A foreigner of unknown nationality was allegedly deported from Shanghai, China, for testing positive for cannabis upon returning from Thailand, where marijuana is legal, according to That’sMag.
Getting high is totally normal in Thailand since cannabis was decriminalised almost a year ago. But China doesn’t share Thailand’s liberal stance on the psychoactive plant.
According to the British Consulate-General Shanghai…
“Police drug tests can detect if you have taken drugs within the previous three months. Testing positive in China, no matter in which country you took drugs, is against the law.
“Don’t join the 41 Brits detained by police across China in the past 12 months. Testing positive can lead to detention of up to 15 days, a fine and deportation, or even longer sentences.”

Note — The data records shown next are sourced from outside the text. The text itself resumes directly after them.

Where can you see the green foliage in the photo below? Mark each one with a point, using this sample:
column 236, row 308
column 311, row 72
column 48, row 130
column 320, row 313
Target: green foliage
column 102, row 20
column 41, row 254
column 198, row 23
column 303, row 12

“If other people are proven to have taken drugs in your home, you are likely to face criminal charges for accommodating others to take drugs. You could face three years or more in prison.”
According to the UK government, “Chinese police undertake random drug testing including on entry to the country.”
Last year when Thailand was gearing up to remove cannabis from its list of illicit narcotics, the Chinese Embassy in Bangkok published a warning statement for Chinese nationals thinking about getting high in Thailand.
The message warned that anyone who consumes products containing marijuana before returning to China could face legal trouble at home if they were subject to a spot-check drug test.
“They will be deemed to have abused a narcotic drug that is illegal in China and will be published accordingly,” the statement read.
“In order to avoid such a risk, Chinese nationals in Thailand should make sure that the products they consume in Thailand contain no THC and CBD.”
China is not the only country that forbids its citizens from consuming cannabis, even in countries where it is legal. Malaysia has previously warned its citizens that they are not permitted to consume cannabis in Thailand.
In August last year, three Thai nationals were detained and fined the equivalent of 5,000 baht each for testing positive for cannabis upon entering Malaysia.
Thai embassies in multiple countries such as South Korea and Singapore also warned travellers not to attempt to smuggle cannabis or cannabis products into their respective countries from Thailand.
In July, a Brazilian student was arrested in Bali after smuggling 9.1 grammes of cannabis on a flight from Thailand, where he legally bought the drug.
His arrest came just days after the Royal Thai Embassy in Jakarta warned people in Thailand not to take cannabis into Indonesia, where they could face harsh penalties or even the death penalty.